Yeltsin's next reform was in many ways his most profound -- privatizing the colossal industrial archipelago of the Soviet Union. Yeltsin distributed 144 million privatization vouchers to the people. "We need millions of owners, not hundreds of millionaires," he declared. But instead he got the millionaires. Scooping up the state's riches, they made Moscow a boom town full of construction projects, flashy cars and expensive casinos, clubs and restaurants.
Those left behind seethed with anger. Millions of workers at state-owned factories and enterprises were not receiving their paltry pay, or receiving it months late. Government corruption and protection rackets flourished in nearly every major city. The government was hooked on foreign loans. Reforms bogged down. Some allies who had stood with Yeltsin during the August coup now broke with him.

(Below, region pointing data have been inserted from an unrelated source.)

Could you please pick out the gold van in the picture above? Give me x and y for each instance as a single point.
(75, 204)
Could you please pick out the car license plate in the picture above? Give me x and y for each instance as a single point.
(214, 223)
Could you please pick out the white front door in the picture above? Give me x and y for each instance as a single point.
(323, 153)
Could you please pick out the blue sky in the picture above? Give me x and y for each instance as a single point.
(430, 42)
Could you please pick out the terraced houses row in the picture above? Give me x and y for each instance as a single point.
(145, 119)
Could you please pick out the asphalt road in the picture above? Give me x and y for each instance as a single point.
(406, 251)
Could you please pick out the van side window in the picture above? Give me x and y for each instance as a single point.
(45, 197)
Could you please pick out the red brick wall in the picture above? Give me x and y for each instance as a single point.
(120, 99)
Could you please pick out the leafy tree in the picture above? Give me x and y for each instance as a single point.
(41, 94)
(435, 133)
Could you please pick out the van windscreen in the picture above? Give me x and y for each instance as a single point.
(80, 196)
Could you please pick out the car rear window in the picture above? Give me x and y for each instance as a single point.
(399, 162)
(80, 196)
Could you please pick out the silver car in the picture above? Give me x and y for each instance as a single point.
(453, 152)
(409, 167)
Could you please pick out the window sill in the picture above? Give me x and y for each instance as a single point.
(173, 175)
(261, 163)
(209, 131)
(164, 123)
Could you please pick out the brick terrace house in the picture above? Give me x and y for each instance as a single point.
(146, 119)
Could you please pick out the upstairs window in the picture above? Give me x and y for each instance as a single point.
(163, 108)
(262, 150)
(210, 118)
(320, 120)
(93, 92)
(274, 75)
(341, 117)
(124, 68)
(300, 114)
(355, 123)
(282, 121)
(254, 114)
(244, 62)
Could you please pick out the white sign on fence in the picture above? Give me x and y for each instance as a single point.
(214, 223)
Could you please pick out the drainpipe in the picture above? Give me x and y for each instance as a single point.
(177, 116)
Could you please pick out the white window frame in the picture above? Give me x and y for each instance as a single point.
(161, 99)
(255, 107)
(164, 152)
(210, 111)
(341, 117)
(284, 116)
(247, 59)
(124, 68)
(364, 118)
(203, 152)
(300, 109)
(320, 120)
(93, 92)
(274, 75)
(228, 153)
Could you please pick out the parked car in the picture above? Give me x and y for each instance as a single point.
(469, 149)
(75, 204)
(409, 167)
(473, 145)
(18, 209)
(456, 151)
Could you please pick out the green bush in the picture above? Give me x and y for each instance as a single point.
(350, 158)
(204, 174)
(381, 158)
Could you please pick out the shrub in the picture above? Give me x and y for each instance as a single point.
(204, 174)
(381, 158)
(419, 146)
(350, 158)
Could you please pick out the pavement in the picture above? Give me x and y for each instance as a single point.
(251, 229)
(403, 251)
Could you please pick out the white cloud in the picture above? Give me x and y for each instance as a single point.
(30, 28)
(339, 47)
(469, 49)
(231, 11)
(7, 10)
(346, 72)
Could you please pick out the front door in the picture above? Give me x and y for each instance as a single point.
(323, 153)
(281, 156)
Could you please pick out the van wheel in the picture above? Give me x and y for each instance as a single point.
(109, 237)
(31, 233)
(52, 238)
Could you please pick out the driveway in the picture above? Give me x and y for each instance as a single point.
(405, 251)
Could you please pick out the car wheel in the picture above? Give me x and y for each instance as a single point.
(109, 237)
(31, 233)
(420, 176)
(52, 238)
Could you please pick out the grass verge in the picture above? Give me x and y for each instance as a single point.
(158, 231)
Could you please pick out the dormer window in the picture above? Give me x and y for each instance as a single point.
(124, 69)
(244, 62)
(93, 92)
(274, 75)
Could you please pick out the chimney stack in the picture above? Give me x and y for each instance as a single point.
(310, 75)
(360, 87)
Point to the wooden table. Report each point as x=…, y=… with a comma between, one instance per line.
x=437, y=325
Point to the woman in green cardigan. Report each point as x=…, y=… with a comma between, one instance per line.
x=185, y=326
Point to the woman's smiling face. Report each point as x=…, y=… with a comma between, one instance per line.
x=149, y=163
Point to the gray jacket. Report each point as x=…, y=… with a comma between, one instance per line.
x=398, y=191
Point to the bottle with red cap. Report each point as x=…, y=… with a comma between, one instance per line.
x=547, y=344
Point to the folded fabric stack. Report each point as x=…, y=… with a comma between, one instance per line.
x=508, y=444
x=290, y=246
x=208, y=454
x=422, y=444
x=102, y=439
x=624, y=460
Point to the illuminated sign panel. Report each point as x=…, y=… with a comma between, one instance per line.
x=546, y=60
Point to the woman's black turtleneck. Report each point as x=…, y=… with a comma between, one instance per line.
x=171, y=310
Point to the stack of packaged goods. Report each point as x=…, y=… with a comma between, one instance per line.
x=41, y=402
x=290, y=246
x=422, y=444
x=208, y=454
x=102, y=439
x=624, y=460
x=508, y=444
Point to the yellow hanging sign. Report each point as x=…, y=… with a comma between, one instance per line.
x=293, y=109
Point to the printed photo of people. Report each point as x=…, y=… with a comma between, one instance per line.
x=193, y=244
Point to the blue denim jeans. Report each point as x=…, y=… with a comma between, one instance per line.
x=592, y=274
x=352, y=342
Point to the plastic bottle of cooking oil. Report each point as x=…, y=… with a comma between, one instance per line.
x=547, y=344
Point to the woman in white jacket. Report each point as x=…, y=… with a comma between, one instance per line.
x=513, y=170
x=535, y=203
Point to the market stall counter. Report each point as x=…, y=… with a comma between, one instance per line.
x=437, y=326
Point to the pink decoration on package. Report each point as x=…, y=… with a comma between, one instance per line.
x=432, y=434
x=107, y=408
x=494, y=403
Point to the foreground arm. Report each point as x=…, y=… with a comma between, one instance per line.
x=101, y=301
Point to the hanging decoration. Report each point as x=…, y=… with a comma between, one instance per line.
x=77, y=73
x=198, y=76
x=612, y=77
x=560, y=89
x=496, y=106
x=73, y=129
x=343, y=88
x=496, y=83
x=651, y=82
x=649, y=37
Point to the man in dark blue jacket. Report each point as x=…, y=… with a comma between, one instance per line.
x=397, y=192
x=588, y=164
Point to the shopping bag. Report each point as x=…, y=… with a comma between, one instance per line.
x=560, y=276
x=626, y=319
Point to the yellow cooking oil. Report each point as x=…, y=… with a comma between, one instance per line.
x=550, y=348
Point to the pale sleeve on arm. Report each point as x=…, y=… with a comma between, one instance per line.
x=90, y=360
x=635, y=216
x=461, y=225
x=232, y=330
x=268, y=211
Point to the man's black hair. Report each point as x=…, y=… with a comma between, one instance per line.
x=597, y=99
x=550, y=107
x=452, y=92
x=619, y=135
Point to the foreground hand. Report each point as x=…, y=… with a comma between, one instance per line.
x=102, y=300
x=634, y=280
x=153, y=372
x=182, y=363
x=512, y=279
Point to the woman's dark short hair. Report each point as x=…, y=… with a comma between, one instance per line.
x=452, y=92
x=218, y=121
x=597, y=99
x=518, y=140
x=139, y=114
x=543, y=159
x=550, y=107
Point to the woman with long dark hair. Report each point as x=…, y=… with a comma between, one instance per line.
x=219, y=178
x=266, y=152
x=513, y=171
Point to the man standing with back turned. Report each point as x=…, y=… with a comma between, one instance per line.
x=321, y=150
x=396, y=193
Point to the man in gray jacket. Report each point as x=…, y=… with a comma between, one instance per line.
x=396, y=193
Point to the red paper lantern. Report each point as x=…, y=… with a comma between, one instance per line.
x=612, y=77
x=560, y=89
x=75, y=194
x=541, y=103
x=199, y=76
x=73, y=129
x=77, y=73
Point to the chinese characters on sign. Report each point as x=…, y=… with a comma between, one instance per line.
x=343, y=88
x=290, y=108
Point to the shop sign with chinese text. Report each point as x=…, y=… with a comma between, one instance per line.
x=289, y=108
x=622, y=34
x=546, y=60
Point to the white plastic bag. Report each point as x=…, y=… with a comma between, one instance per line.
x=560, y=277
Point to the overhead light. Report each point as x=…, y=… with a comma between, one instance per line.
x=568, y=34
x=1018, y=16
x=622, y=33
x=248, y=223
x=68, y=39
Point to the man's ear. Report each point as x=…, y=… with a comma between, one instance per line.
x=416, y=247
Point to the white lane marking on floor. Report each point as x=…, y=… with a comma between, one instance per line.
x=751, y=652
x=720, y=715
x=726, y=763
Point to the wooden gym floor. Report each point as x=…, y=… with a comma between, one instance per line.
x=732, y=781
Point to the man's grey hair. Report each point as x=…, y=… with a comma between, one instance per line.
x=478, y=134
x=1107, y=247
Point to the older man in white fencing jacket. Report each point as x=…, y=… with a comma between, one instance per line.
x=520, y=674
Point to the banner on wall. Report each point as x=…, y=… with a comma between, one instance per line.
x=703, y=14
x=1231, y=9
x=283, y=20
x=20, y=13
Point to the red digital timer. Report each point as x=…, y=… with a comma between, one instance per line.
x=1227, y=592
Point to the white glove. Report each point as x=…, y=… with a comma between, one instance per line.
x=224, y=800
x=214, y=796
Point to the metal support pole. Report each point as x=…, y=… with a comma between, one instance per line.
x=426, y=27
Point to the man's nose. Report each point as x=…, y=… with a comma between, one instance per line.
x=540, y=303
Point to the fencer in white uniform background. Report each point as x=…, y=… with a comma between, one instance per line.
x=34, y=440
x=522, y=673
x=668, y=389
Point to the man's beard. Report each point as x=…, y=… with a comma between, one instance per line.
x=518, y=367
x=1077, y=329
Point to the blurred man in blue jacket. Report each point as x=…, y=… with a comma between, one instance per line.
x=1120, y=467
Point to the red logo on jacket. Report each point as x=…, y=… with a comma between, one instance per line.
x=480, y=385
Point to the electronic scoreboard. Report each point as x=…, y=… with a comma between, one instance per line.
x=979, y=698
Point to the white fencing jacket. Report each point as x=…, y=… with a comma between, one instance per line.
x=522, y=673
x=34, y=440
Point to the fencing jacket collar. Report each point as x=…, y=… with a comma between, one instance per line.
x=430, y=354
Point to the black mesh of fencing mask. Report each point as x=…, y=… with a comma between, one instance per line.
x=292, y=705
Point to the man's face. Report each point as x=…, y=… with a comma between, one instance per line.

Yeltsin tried to defuse the mounting tension but ultimately parliament rebelled. He dissolved it and called new elections. Many of the lawmakers refused to leave, and their hard-line allies staged defiant rallies. On Oct. 3, 1993, they rampaged through Moscow's streets, attacking police and the main state television station. Yeltsin, after a night of cajoling his generals, called out the army. The next day, tanks shelled the parliament into submission.
In 1996, Yeltsin's standing in the polls was at rock bottom when he rallied for a reelection campaign against the Communist candidate, Gennady Zyuganov. Yeltsin won, and soon thereafter underwent major heart surgery. The next year came a boom in the economy, but in 1998 the ruble crashed and the government defaulted on its debts, an economic crisis that only deepened disenchantment.
In the later years of his presidency, Yeltsin grew isolated and remote, like the party elders he had so harshly criticized. Fewer and fewer Russians paid attention. "Many of our hopes have not come true," he said in his final televised address, asking the Russian people to forgive him. "What we thought would be easy turned out to be painfully difficult."